Pada periode ini, diupayakan misalnya, pembuktian adanya Tuhan berdasarkan rasio murni, jadi tanpa berdasarkan Kitab Suci (Anselmus dan Canterbury). Selanjutnya, logika Aristoteles diterapkan pada semua bidang pengkajian ilmu pengetahuan dan “metode skolastik” dengan pro-contra mulai berkembang (Petrus Abaelardus pada abad ke-11 atau ke-12). Problem yang hangat didiskusikan pada masa ini adalah masalah  universalia dengan konfrontasi antara “Realisme” dan “Nominalisme” sebagai latar belakang problematisnya.

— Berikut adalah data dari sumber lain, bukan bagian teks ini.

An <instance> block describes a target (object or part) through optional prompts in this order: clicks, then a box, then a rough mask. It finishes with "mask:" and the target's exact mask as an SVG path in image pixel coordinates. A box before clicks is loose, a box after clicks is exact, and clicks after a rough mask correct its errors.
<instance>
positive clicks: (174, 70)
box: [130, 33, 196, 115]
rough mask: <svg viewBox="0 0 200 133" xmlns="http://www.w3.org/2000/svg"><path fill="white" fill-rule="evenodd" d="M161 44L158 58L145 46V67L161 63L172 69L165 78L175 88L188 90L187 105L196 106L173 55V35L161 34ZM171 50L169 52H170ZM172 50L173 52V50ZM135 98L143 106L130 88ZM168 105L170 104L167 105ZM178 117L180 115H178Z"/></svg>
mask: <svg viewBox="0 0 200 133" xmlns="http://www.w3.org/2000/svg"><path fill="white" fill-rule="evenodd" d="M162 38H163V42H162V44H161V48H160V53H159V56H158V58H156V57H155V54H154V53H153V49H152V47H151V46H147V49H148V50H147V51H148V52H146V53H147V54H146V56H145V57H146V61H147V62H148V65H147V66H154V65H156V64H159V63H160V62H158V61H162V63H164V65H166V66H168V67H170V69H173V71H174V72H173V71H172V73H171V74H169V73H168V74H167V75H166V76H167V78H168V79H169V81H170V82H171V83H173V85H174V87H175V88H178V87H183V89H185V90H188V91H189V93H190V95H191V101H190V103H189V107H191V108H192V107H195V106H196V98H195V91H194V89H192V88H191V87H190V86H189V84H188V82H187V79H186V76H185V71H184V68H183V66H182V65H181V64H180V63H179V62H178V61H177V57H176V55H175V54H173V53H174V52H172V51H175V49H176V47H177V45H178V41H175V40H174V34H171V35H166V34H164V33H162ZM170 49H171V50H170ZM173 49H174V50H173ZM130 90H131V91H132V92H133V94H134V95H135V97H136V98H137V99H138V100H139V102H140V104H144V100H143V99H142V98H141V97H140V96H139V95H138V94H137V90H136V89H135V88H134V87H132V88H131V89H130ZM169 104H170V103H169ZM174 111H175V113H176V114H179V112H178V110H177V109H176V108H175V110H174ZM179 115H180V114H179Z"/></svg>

Pengaruh alam pemikiran dari Arab mempunyai peranan penting bagi perkembangan filsafat selanjutnya. Pada tahun 800-1200, kebudayaan Islam berhasil memelihara warisan karya-karya para filsuf dan ilmuwan zaman Yunani Kuno. Kaum intelektual dan kalangan kerajaan Islam menerjemahkan karya-karya itu dari bahasa Yunani ke dalam bahasa Arab. Maka, pada saat para pengikut Islam mendatangi Eropa (melalui Spanyol dan pulau Sisilia) terjemahan karya-karya filsuf Yunani itu, terutama karya-karya Aristoteles sampai ke dunia Barat. Dan salah seorang pemikir Islam adalah Muhammad Ibn Rushdy (1126-1198). Namun jauh sebelum Ibn Rushdy, seorang filsuf Islam bernama Ibn Sina (980-1037) berusaha membuat suatu sintesis antara aliran neo-Platonisme dan Aristotelianisme.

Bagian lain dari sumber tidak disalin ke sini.